Co-Authored-By: Claude Sonnet 4.6 <noreply@anthropic.com>
2026-05-24 15:42:38 -07:00

316 lines
21 KiB
Markdown

---
type: project
name: gururmm
display_name: GuruRMM
last_compiled: 2026-05-24
compiled_by: DESKTOP-0O8A1RL/claude-main
sources:
- projects/msp-tools/guru-rmm/CONTEXT.md
- projects/msp-tools/guru-rmm/docs/FEATURE_ROADMAP.md
- projects/msp-tools/guru-rmm/docs/UI_GAPS.md
- projects/msp-tools/guru-rmm/docs/ARCHITECTURE_DECISIONS.md
- projects/msp-tools/guru-rmm/docs/tech-stack.md
- projects/msp-tools/guru-rmm/docs/DESIGN.md
- .claude/memory/reference_gururmm_server.md
- .claude/memory/reference_gururmm_api.md
- .claude/memory/gururmm-development-principles.md
- .claude/memory/feedback_gururmm_agent_parity.md
- .claude/memory/reference_pluto_build_server.md
- .claude/memory/project_mac_gururmm_setup_pending.md
- credentials.md
- session-logs/2025-12-15-session.md
- session-logs/2025-12-20-session.md
- session-logs/2026-04-19-session.md
- session-logs/2026-04-21-session.md
- session-logs/2026-04-29-session.md
- session-logs/2026-05-12-guru-rmm-macos-agent-phase1.md
- session-logs/2026-05-15-session.md
- session-logs/2026-05-16-session.md
- session-logs/2026-05-17-session.md
- session-logs/2026-05-19-gururmm-backup-fixes.md
- session-logs/2026-05-19-session.md
- session-logs/2026-05-21-session.md
- session-logs/2026-05-23-session.md
- session-logs/2026-05-24-session.md
- session-logs/2026-05-24-GURU-KALI-session.md
backlinks:
- clients/cascades-tucson
- systems/gururmm-build
- systems/jupiter
- systems/pluto
---
# GuruRMM
## Summary
GuruRMM is a Remote Monitoring & Management platform built by Arizona Computer Guru LLC for internal MSP operations and eventual productization. The server (Rust/Axum) and dashboard (React/TypeScript) are production-deployed at https://rmm.azcomputerguru.com with approximately 55 enrolled agents across multiple client sites. The agent runs on managed Windows, Linux, and macOS endpoints.

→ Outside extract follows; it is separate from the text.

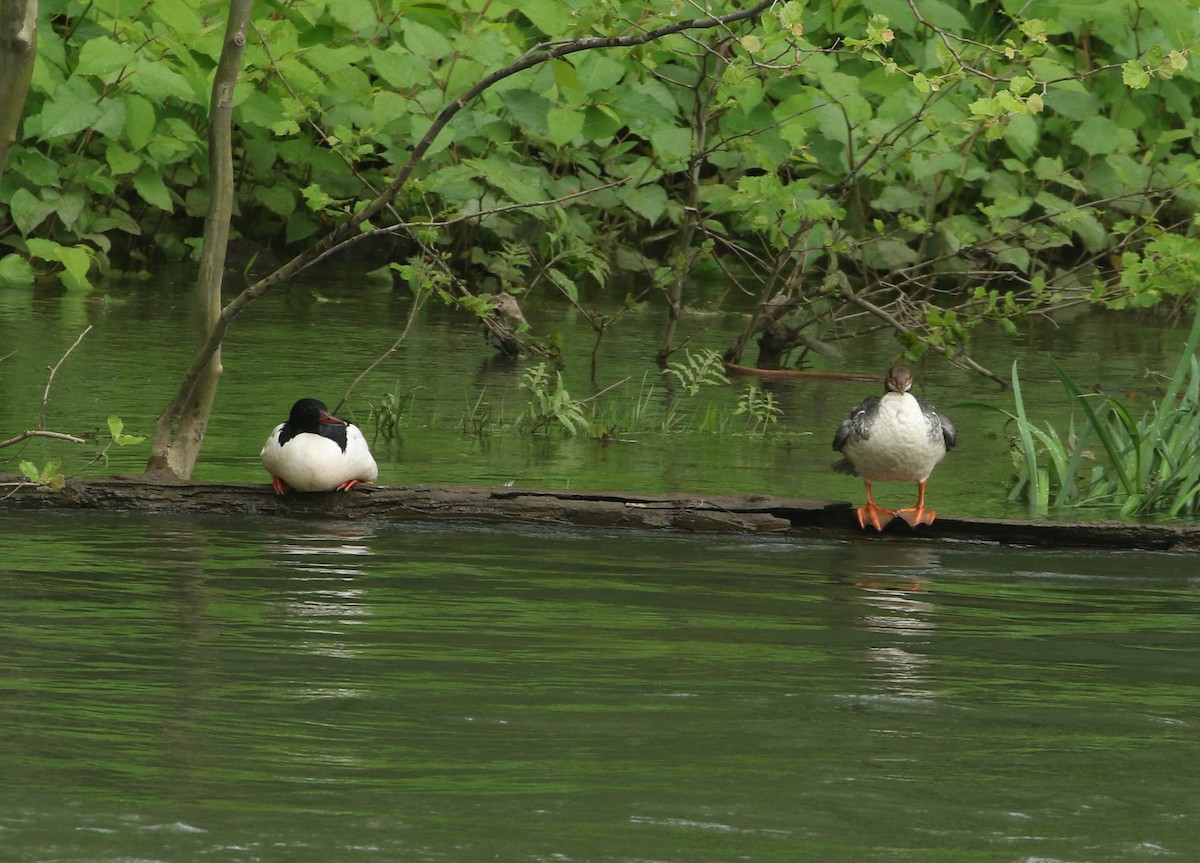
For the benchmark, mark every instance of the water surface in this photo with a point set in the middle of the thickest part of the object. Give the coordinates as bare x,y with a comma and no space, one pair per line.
316,336
195,689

**Current version:** 0.6.38 (as of 2026-05-24; fleet converged within ~10 minutes of publish)
**Repo:** `azcomputerguru/gururmm` on Gitea (internal: http://172.16.3.20:3000). The copy at `D:\claudetools\projects\msp-tools\guru-rmm` is a stale reference submodule — do NOT develop there; all real work happens in the Gitea repo.

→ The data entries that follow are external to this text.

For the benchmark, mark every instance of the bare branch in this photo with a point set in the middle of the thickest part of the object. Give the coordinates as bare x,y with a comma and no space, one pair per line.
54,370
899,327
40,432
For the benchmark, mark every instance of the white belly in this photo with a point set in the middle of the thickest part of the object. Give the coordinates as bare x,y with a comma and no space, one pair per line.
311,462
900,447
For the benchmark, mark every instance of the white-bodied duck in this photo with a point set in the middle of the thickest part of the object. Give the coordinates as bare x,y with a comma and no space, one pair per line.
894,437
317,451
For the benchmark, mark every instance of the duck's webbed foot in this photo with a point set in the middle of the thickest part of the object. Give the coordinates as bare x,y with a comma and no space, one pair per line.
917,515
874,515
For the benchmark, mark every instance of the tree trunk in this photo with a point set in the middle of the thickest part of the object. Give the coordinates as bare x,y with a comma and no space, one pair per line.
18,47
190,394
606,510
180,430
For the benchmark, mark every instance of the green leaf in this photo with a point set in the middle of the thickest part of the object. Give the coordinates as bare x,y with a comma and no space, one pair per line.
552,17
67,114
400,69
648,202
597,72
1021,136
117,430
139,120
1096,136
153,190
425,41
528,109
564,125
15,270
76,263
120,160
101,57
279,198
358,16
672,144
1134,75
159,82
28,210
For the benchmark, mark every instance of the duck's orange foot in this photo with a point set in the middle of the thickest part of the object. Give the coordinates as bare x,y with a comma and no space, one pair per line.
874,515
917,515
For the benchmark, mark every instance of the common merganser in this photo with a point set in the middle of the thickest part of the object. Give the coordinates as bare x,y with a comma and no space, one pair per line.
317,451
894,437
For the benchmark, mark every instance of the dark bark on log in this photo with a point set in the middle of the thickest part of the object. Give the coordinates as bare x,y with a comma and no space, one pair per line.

**Goal:** Full-featured MSP platform rivaling commercial RMMs, with a companion PSA (GuruPSA, separate future repo) designed as a truly integrated unified system — not bolted-together products.
---
## Architecture
### Components
| Component | Location | Tech | State |
|---|---|---|---|
| Server | 172.16.3.30:3001, systemd `gururmm-server`, binary `/usr/local/bin/gururmm-server` | Rust, Axum | deployed, production |
| Dashboard | https://rmm.azcomputerguru.com, nginx at `/var/www/gururmm/dashboard/` | React + TypeScript + Vite, shadcn/ui, Tailwind CSS v4 | deployed, production |
| Agent (Windows) | Endpoints, installed as `GuruRMMAgent` Windows service via WiX MSI | Rust, Windows MSVC | deployed, fleet on 0.6.38 |
| Agent (Linux) | Endpoints, systemd `gururmm-agent`, binary `/usr/local/bin/gururmm-agent` | Rust, musl static | deployed |
| Agent (macOS) | Endpoints, LaunchDaemon `com.azcomputerguru.gururmm-agent.plist` | Rust, aarch64/x86_64 | Phase 1 deployed 2026-05-12; code signing issue on Apple Silicon |
| Tray (Windows) | System tray, named pipe IPC | Rust | deployed |
| Tray (Linux) | System tray, Unix socket IPC, libappindicator/GTK | Rust, GTK | deployed 2026-05-24 (PR #13+#14 merged) |
| Tray (macOS) | Menu bar | Rust | stub/TODO (issue #18) |
| PostgreSQL DB | localhost:5432 on 172.16.3.30, database `gururmm` | PostgreSQL | deployed |
| Coord API | 172.16.3.30:8001/api/coord | FastAPI (part of ClaudeTools API) | deployed |
| Build pipeline | 172.16.3.30:9000 webhook + `/opt/gururmm/` scripts | Python (webhook-handler.py), Bash | deployed; split into per-platform scripts 2026-05-24 |
| Pluto (Windows build VM) | 172.16.3.36, Windows Server 2019 VM on Jupiter (Unraid) | Rust MSVC, WiX v4 | operational |
### Key Files & Repos
- **Active repo:** `azcomputerguru/gururmm` — http://172.16.3.20:3000/azcomputerguru/gururmm
- **Reference clone:** `D:\claudetools\projects\msp-tools\guru-rmm` — stale submodule, do not develop here
- **Server binary:** `/usr/local/bin/gururmm-server` on 172.16.3.30
- **Agent binary (Linux):** `/usr/local/bin/gururmm-agent`
- **Agent config (Linux/macOS):** `/etc/gururmm/agent.toml` (root, mode 600); macOS uses `/usr/local/etc/gururmm/site.plist`
- **Agent registry (Windows):** `HKLM\SOFTWARE\GuruRMM\SiteId` (written by MSI)
- **Windows service name:** `GuruRMMAgent` (NOT `gururmm-agent`)
- **Downloads dir:** `/var/www/gururmm/downloads/` on 172.16.3.30
- **Webhook handler:** `/opt/gururmm/webhook-handler.py` (port 9000, systemd `gururmm-webhook`)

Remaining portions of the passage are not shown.